Agitated Atmosphere: Blackrune - Palustrine Hegemon

Agitated Atmosphere, Album Reviews
09/26/2014
Justin Spicer

As major labels continue to exist behind the times, artists and labels with little capital and lesser reputations are producing some of the most innovative, interesting, and inspiring music. Whether it’s creating a new niche in digital technology or looking to once obsolete formats, Agitated Atmosphere hopes to pull back the curtain on a wealth of sights and sound from luminaries such asBlackrune.

Blackrune drape themselves in Southern Gothic ritual. From the ebon art work to the tactile script – even a name that burns sinisterly with its implications – but it’s all a façade into a rather spiritual and otherworldly plane.Palustrine Hegemon is the culmination of two years’ worth of home recordings and unfinished ideas that coalesce into a complete vision of retro-futurism that goes beyond nostalgic voyeurism to reimagine a genre’s brand. Borrowing elements of space rock or post-rock (whichever you prefer), Blackrune place themselves in the mid-90s time warp that produced Hum, Jessamine, and Magnog among others. Though each of those bands had an identity and sound all their own (soon to be eclipsed by grander statements by Godspeed You Black Emperor), Palustrine Hegemon plants its own flag into the geopolitical swamp of [mis]identification and [mis]direction.

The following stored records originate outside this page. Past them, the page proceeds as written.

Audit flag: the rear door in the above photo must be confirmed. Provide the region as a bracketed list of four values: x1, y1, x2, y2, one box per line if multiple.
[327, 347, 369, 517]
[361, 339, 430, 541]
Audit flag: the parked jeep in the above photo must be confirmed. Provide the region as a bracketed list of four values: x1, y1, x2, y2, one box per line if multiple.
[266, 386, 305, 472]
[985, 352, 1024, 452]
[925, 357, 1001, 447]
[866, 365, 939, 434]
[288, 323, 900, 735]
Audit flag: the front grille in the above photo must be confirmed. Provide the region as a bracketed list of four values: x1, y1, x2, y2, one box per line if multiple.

Though futuristic like their ancestors, this travels further and faster than those older crafts, powered on the ambrosia of the ancients. But to get where they want to go, they must first travel to the past. “Daylight Ritual” has a psychedelic pop energy surrounding it, and though seemingly out of place under a contemplative moon, the solar array is a much needed light to find their way back from the past. “The Freakout between Athens and Delphi” lends as much from Lee Ranaldo’s “Maelstrom from Drift” as it does the Sacred Wars of yore. “Pompeii” picks up the last of the Pink Floyd magick left.

Now fully fueled, Palustrine Hegemon can truly blast off into the infinite. Where it takes them, we wait eons to learn.